GammaGL is a multi-backend graph learning library based on TensorLayerX, which supports TensorFlow, PyTorch, PaddlePaddle, MindSpore as the backends.
We give a development tutorial in Chinese on wiki.
GammaGL supports multiple deep learning backends, such as TensorFlow, PyTorch, Paddle and MindSpore. Different from DGL, the GammaGL's examples are implemented with the same code on different backend. It allows users to run the same code on different hardwares like Nvidia-GPU and Huawei-Ascend. Besides, users could use a particular framework API based on preferences for different frameworks.

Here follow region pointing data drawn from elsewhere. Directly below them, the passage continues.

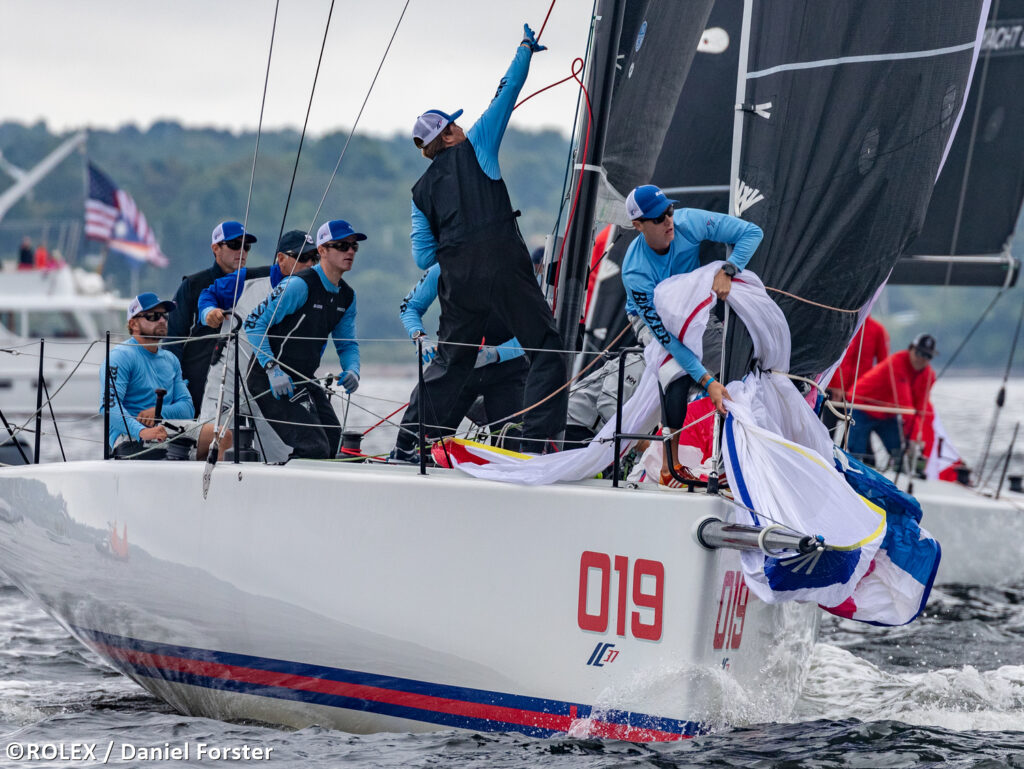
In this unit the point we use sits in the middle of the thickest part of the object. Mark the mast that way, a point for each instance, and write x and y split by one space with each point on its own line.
587 172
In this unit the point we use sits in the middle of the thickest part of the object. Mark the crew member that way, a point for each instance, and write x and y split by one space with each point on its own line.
868 347
288 332
463 220
670 246
296 251
498 378
903 380
137 369
230 245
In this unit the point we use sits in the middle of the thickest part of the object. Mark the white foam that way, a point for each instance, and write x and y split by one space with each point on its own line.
842 685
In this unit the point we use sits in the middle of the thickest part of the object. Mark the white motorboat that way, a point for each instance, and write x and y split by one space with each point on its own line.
70 310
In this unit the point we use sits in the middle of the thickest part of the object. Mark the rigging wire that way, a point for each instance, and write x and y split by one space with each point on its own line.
550 8
576 198
218 428
305 123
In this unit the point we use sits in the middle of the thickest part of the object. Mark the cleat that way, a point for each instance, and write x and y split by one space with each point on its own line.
668 481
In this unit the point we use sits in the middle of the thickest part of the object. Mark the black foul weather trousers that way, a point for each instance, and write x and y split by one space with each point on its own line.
492 279
306 421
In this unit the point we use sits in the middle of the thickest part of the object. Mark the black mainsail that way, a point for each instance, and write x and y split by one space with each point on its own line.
689 160
977 200
847 111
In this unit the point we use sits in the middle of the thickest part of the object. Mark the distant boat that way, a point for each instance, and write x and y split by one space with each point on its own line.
71 309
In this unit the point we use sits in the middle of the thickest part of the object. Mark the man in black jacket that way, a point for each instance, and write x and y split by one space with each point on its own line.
230 246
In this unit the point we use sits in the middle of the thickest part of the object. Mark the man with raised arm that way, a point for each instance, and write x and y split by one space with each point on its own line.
670 245
498 377
288 332
463 219
137 370
194 342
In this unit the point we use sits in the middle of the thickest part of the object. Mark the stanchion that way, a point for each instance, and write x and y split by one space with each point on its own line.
39 400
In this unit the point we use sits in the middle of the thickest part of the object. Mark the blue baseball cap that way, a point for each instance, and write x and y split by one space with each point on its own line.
229 230
646 202
430 124
146 302
336 229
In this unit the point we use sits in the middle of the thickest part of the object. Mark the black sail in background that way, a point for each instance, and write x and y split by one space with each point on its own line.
690 148
656 47
977 200
849 109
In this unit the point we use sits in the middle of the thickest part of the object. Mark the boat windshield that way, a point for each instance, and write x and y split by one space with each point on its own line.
53 325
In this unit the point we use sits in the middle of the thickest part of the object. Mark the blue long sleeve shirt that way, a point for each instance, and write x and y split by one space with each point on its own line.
485 136
643 269
221 293
418 301
135 374
288 298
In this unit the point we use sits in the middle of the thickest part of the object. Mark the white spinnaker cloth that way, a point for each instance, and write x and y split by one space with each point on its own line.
798 486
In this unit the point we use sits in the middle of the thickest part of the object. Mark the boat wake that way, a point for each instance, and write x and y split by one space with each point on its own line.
842 685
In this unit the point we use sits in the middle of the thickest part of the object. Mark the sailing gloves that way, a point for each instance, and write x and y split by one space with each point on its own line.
529 39
350 381
281 383
486 355
641 331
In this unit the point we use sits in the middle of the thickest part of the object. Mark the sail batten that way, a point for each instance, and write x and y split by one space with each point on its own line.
976 203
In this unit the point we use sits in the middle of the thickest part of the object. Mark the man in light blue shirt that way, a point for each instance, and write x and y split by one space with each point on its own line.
463 219
670 245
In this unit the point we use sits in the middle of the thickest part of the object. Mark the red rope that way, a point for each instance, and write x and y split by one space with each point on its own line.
576 199
387 418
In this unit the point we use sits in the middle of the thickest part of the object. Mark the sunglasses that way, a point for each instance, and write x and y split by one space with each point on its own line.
237 245
343 246
658 219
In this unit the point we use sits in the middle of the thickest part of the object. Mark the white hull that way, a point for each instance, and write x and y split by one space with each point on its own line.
371 598
80 394
980 536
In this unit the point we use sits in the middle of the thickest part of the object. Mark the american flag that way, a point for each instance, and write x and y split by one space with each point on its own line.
112 216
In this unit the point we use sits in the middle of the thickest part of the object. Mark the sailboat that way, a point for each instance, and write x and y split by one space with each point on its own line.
373 598
966 239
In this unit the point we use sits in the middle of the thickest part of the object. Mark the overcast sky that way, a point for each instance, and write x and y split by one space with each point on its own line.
107 62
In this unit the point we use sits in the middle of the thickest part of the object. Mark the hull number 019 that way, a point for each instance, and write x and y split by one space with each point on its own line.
638 601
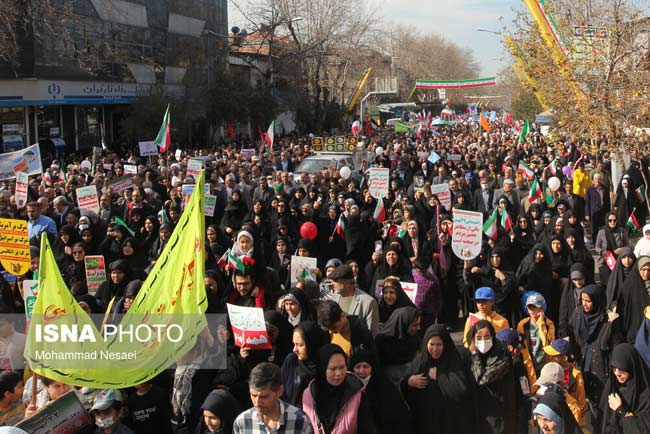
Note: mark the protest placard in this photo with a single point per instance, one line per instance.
(14, 246)
(418, 183)
(247, 153)
(301, 266)
(118, 185)
(148, 149)
(64, 415)
(410, 289)
(95, 272)
(194, 166)
(186, 192)
(22, 179)
(248, 327)
(208, 205)
(442, 193)
(467, 234)
(26, 160)
(87, 200)
(378, 181)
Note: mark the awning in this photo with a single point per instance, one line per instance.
(12, 142)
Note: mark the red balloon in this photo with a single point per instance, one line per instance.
(308, 230)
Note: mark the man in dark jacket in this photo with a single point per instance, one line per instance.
(348, 331)
(597, 204)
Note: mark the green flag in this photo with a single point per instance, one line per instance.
(172, 296)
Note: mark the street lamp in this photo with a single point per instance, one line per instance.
(494, 32)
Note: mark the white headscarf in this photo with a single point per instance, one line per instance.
(236, 249)
(642, 247)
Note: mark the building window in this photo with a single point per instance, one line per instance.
(88, 118)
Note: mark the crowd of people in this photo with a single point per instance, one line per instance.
(552, 341)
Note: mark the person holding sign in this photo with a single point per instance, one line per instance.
(497, 275)
(485, 299)
(352, 300)
(268, 411)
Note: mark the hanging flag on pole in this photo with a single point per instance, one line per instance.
(164, 137)
(525, 170)
(632, 222)
(484, 123)
(103, 136)
(552, 166)
(270, 132)
(640, 193)
(380, 211)
(523, 133)
(356, 128)
(340, 227)
(490, 226)
(506, 221)
(535, 191)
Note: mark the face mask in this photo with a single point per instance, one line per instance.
(484, 346)
(104, 423)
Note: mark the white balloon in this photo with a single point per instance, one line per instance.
(554, 183)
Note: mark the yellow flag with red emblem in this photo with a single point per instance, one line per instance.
(161, 325)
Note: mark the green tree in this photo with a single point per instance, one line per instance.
(524, 105)
(233, 99)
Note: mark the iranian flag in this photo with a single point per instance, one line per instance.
(268, 138)
(525, 170)
(523, 133)
(632, 223)
(356, 128)
(235, 263)
(490, 226)
(506, 221)
(552, 166)
(640, 193)
(380, 211)
(164, 137)
(535, 191)
(340, 227)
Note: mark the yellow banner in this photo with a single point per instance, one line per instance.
(162, 324)
(14, 246)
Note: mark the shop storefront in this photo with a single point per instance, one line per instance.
(65, 115)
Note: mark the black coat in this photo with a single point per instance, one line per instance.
(443, 406)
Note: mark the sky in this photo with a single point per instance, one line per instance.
(455, 20)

Following PyTorch Geometric(PyG), GammaGL utilizes a tensor-centric API. If you are familiar with PyG, it will be friendly and maybe a TensorFlow Geometric, Paddle Geometric, or MindSpore Geometric to you.
2024-01-24 release v0.4
We release the latest version v0.4.
- 60 GNN models
- More fused operators and users can truly use these operators
- Support the latest version of PyTorch and MindSpore
- Support for graph database like neo4j
2023-07-12 release v0.3
We release the latest version v0.3.
- 50 GNN models
- Efficient message passing operators and fused operator
- Rebuild sampling architecture.
2023-04-01 paper accepted
Our paper GammaGL: A Multi-Backend Library for Graph Neural Networks is accpeted at SIGIR 2023 resource paper track.
2023-02-21 中国电子学会科技进步一等奖
算法库支撑了北邮牵头,蚂蚁、中移动、海致科技等参与的“大规模复杂异质图数据智能分析技术与规模化应用”项目。该项目获得了2022年电子学会科技进步一等奖。
2023-01-17 release v0.2
We release the latest version v0.2.
- 40 GNN models
- 20 datasets
- Efficient message passing operators and fused operator
- GPU sampling and heterogeneous graphs samplers.
2022-06-20 release v0.1
We release the latest version v0.1.
- Framework-agnostic design
- PyG-like
- Graph data structures, message passing module and sampling module
- 20+ GNN models
Currently, GammaGL requires Python Version >= 3.9.
-
Python environment (Optional): We recommend using Conda package manager
$ conda create -n ggl python=3.9 $ source activate ggl
-
Install Backend
# For tensorflow $ pip install tensorflow-gpu # GPU version $ pip install tensorflow # CPU version # For torch, version 2.1+cuda 11.8 # https://pytorch.org/get-started/locally/ $ pip3 install torch torchvision torchaudio --index-url https://download.pytorch.org/whl/cu118 # For paddle, any latest stable version # https://www.paddlepaddle.org.cn/ $ python -m pip install paddlepaddle-gpu # For mindspore, GammaGL supports version 2.2.0, GPU-CUDA 11.6 # https://www.mindspore.cn/install $ pip install https://ms-release.obs.cn-north-4.myhuaweicloud.com/2.2.0/MindSpore/unified/x86_64/mindspore-2.2.0-cp39-cp39-linux_x86_64.whl --trusted-host ms-release.obs.cn-north-4.myhuaweicloud.com -i https://pypi.tuna.tsinghua.edu.cn/simple
For other backend with specific version, please check whether TLX supports.
Install TensorLayerX
pip install git+https://github.com/dddg617/tensorlayerx.git@nightly
Note:
- PyTorch is necessary when installing TensorLayerX.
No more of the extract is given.